O povo grego utilizava as festas como a Grade Dionísia, festival religioso que acontecia anualmente em Atenas para louvar o deus Dionísio, como um acontecimento social e um espetáculo político de demonstração de poder. No Império Romano os jogos eram distribuídos ao longo do ano, trazia para a arena o fascínio do povo pela morte humana e dos animais, demonstração da virilidade, assim como, as tensão sociais.

O que fazemos constitui grande parte do que somos, e é por isso que o entretenimento – como passamos nosso tempo – é uma parte integral de nossa autodefinição. O contraste entre as formas de entretenimento contemporâneo e as tragédias atenienses do festival da Grane Dionisíaca revela um buraco no centro de nossa cultura pública. (Goldhill, 2007, p. 209)

É um choque, e nos faz pensar, pois no caso dos gladiadores, demonstram que os status valem mais do que a vida humana. Podemos ver que entretenimento não “é apenas diversão”, é claro que é lazer, mas trás consigo a subjetividade humana e reflete o homem como um espelho e o defini como ser, bom ou ruim.

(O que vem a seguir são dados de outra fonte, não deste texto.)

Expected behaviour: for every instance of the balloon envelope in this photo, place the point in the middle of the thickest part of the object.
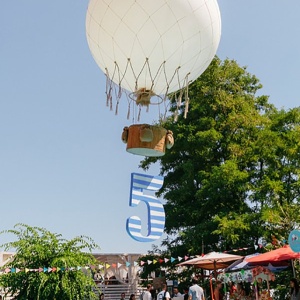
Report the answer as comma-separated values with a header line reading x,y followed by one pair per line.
x,y
158,45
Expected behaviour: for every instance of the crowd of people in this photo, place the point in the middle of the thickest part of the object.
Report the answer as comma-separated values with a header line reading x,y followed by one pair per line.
x,y
196,292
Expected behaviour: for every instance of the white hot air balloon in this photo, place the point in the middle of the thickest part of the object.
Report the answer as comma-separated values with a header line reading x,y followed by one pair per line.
x,y
151,48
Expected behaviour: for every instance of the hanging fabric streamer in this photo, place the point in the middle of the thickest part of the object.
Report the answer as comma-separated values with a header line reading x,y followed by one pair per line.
x,y
141,183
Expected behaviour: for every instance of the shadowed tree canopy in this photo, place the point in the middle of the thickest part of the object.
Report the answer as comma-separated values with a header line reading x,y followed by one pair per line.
x,y
235,157
38,248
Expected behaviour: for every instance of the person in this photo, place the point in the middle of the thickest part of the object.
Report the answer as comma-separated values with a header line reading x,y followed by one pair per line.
x,y
232,288
295,293
195,291
240,292
176,292
147,294
132,297
185,293
164,294
153,294
218,293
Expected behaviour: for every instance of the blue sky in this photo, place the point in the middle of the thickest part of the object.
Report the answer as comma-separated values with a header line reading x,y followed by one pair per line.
x,y
62,163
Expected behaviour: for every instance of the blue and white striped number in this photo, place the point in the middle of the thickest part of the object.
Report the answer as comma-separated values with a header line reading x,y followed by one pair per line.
x,y
156,212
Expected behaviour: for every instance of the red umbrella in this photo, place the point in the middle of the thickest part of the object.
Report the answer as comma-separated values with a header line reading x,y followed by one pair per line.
x,y
281,254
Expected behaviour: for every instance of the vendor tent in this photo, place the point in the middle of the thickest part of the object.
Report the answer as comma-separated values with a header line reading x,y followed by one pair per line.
x,y
282,254
212,261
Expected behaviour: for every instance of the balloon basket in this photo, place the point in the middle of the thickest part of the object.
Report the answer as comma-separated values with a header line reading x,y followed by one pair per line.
x,y
146,140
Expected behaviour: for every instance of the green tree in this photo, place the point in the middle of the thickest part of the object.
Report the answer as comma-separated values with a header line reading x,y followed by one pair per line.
x,y
235,156
38,248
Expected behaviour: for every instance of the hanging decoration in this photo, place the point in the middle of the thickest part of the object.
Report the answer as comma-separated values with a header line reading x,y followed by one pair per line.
x,y
149,50
141,183
294,240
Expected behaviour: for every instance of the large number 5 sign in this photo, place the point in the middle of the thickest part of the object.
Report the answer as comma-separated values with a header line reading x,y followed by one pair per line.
x,y
156,212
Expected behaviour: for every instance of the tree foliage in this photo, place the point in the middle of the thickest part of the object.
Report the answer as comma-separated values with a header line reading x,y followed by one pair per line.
x,y
232,176
38,248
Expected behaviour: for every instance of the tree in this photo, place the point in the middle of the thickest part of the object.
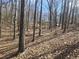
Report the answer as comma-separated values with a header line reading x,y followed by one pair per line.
x,y
21,35
34,21
50,13
40,19
28,15
0,16
15,1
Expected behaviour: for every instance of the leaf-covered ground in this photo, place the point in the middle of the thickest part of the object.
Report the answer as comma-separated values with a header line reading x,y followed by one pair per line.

Como afirma Goldhill (2007), “são frágeis às fronteiras daquilo que nos orgulhamos de considerar uma civilização moderna. […] o que diz sobre nós o fato de que gostamos de assistir a essas coisas em nome do entretenimento?”.

 

REFERÊNCIAS:

GOLDHILL, S. Isto é entretenimento!. In: GOLDHILL, S. Amor, Sexo e Tragédia. Como gregos e romanos influenciam nossas vidas até hoje. Rio e Janeiro: Jorge Zahar Editor, 1ª ed. v.1 p.195-233, 2007.

MORIN, E. Uma cultura de lazer. in: MORIN, E. Cultura de massa no século XX: neurose. Rio de Janeiro. Forense Universitária, 9º ed. v.6 p.67-85, 1997.